Ten years ago
As always, Airmail either introduced or challenged some controversial views. That month, regular Pilot contributor Bob Grimstead received both praise and complaint about a piece he had written on the Boeing 707, while editor Nick Bloom was lambasted for saying a Tiger Moth’s nose rose when the engine stopped. One complainant was Tiger Moth-master Henry Labouchere, shortly to be profiled in Pilot.
The Practical Aviation feature was entitled ‘Souls on board’ and covered how to make sure passengers not only have a good time when you take them flying but are also safe and perhaps more importantly, don’t do anything to damage the aircraft. Coincidentally – or not, hopefully, another article focussed on ditching an aircraft and how to survive it. It started cheerfully by advising that almost 90% of ditching incidents resulted in only minor initial injuries but then went on to confirm that 50% of ditching survivors die before help arrives.

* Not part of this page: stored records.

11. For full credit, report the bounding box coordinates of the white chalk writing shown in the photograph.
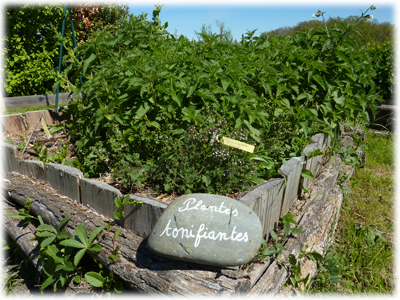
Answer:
[178,198,239,217]
[160,218,249,248]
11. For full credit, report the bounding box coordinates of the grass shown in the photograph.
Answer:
[3,104,67,115]
[309,130,395,295]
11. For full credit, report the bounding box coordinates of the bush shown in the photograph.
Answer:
[59,6,380,195]
[4,3,129,97]
[367,39,395,100]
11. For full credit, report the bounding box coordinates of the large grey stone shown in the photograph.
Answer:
[147,193,262,267]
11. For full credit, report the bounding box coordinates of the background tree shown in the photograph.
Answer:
[3,2,129,97]
[260,15,394,44]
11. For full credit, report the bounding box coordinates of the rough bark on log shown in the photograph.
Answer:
[249,155,345,295]
[0,200,93,300]
[3,172,250,295]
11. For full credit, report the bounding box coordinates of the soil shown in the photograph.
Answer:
[3,128,242,205]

Two very different flight tests featured: a Learjet 60XR and a Freelance. A what? Yes, a Cessna Skyhawk lookalike, British design, flying on a Permit and with folding wings. Six airframes were constructed but, at the time, only one had been completed and was flying. Pilot claimed a world exclusive for Nigel Lamb’s profile of his MXS-R. From a diehard Extra pilot, Nigel flew an MX-2 two-seater in Red Bull air races and then ordered the MXS-R, which he describes as ‘one of the ultimate, high performance handling machines on this planet’.